Called “La dansatrice in riposo” – the dancer in rpose. She leans against a pedestal, with one finger on her lip, and a wreath hanging on her left arm ; the original marble was executed for Signor Domenico Manzoni of Forli. There are many repetitions and copies.
[1809-1814. 173 x 60 x 45 cm]
138. THE MAGDALENE.
Statue. Life size.
A female figure, almost entirely undraped, in a half-kneeling, half-contemplative attitude, holds a cross in her extended hands, and appears to condsider it with profound sorrow and repentance. The original conception, one of the most admired and well-known of Canova’s works, and a favourite with himself, was first modelled in 1796. It was executed in marble in 1809, and became the property of Count Somariva ; repetitions were executed for Prince Eugene and others. The fault of this statue is the want of ideal individuality ; it represents a penitent woman ; the sinner oppressed with the sense of sin, rather than the redeemed saint ; not therefore the proper character of Mary Magdalene : but the pathetic beauty of the conception had rendered it deservedly popular.
Statue. Heroic size.
Perseus, as conqueror of the Gorgon medusa, whose head he holds up in triumph. The original marble is now in the Vatican of Rome. When the Apollo Belvedere was carried off to Paris, the Perseus was placed upon its pedestal, and was beheld with unbounded enthusiasm and admiration. It is however, one of the least successful of Canova’s works, a mannered imitation of the Apollo, without character, and without individuality ; the same qualities which rendered the statues of Paris and Adonis masterpieces, are out of place in the conception of the heroic Perseus.

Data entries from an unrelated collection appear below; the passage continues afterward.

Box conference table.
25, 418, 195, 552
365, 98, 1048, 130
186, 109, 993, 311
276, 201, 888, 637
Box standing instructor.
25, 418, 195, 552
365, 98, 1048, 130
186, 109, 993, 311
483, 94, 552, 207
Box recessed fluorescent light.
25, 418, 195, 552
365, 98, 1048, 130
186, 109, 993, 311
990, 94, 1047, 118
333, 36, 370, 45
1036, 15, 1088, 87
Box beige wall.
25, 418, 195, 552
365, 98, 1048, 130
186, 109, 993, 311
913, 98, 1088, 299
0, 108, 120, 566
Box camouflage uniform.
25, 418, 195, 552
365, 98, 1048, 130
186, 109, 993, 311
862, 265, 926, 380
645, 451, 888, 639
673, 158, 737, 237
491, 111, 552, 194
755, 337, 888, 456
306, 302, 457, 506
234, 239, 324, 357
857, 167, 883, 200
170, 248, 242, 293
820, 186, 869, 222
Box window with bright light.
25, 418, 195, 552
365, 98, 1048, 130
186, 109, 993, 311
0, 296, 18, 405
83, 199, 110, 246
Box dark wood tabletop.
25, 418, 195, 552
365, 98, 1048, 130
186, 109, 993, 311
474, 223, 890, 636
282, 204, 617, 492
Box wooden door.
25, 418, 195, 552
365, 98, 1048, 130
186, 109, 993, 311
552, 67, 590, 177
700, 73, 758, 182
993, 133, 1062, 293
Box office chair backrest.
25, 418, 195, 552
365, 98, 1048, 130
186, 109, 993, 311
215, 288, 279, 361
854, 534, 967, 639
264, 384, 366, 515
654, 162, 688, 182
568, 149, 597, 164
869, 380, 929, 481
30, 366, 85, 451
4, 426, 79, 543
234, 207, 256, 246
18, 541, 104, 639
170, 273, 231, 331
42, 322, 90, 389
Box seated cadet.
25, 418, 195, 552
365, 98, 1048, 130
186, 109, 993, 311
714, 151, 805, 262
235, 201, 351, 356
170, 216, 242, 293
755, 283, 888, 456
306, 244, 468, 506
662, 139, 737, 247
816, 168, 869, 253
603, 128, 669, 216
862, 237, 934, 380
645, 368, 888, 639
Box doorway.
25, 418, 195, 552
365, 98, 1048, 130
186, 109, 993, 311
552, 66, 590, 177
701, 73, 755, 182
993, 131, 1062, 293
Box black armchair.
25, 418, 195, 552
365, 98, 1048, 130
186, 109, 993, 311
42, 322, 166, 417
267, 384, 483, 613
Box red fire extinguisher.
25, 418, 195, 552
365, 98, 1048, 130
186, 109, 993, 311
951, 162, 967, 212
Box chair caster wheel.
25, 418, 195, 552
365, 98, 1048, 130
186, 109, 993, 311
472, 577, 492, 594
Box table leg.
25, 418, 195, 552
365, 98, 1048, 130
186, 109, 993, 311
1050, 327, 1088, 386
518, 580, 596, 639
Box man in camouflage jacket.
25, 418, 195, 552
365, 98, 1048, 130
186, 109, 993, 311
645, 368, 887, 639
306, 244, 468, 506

http://wwwdelivery.superstock.com/WI/22 ... -27227.jpg
Head of the above statue.
141. A FUNEREAL VASE.
This vase (on which is a portrait) was dedicated to the memory of an Italian countess, and is, I think, in a church at Padua. It is not in a high taste.
141*. POPE CLEMENT XIII. (CARLO REZZINICO)
The head of the grand colossal statue in St. Peter’s at Rome. Excedingly fine, both as a portrait and a work of art. (See Portrait Gallery, No. 194.)
141+. A SLEEPING LION.
One of the two lions on the tomb of the same Pope. The lion is justly considered one of the grandest things which Canova ever produced.